# backpacking trip to Uintas



## rifleman (Nov 27, 2007)

Starting to plan summer and need suggestions/ advice on a 3 day Uinta backpacking / fishing excursion. My kids and I do a backpacking trip yearly. Last year was Supai. Year before we did Fish/ Sand/ and Round lake in the Uintas. Or maybe you have a different suggestion?


----------



## Ton_Def (Dec 23, 2008)

Goob?


----------



## sawsman (Sep 13, 2007)

There was a recent informative thread about the Uintas that has mysteriously dissapeared...? :?

You can find a little info here.

viewtopic.php?f=1&t=31936


----------



## wyogoob (Sep 7, 2007)

sawsman said:


> There was a recent informative thread about the Uintas that has mysteriously dissapeared...? :?
> 
> You can find a little info here.
> 
> viewtopic.php?f=1&t=31936


No mystery about that fiasco. I moved the "Kingfisher and Goob trumping one another with Uintas Pictures" thread from General Fishing to Fishing Trips. I accidently left a shadow post of the thread in General Fishing. So then I deleted the shadow thread....bad deal....It deletes the other thread too.

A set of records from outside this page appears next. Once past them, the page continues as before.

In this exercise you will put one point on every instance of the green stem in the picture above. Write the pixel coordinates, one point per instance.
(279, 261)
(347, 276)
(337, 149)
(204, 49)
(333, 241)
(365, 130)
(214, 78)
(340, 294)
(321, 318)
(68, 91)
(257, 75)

Dangit, that was a goodun. And I know Kingfisher worked as hard as I did getting the old photos up. (Kingfisher's pics had horses in them...and anything that has to do with farm animals takes twice as long as normal.  )


----------



## sawsman (Sep 13, 2007)

Well goob, I guess you guys will have to do it all over again! :mrgreen: 

That was a good'un..


----------



## wyogoob (Sep 7, 2007)

rifleman said:


> Starting to plan summer and need suggestions/ advice on a 3 day Uinta backpacking / fishing excursion. My kids and I do a backpacking trip yearly. Last year was Supai. Year before we did Fish/ Sand/ and Round lake in the Uintas. Or maybe you have a different suggestion?


OK, I recommend you go to Big Dog Lake out of the Moon Lake Trailhead. It's up in Brown Duck Basin. I've been up in the basin but missed Big Dog. I think the lake presently holds Utah's grayling record.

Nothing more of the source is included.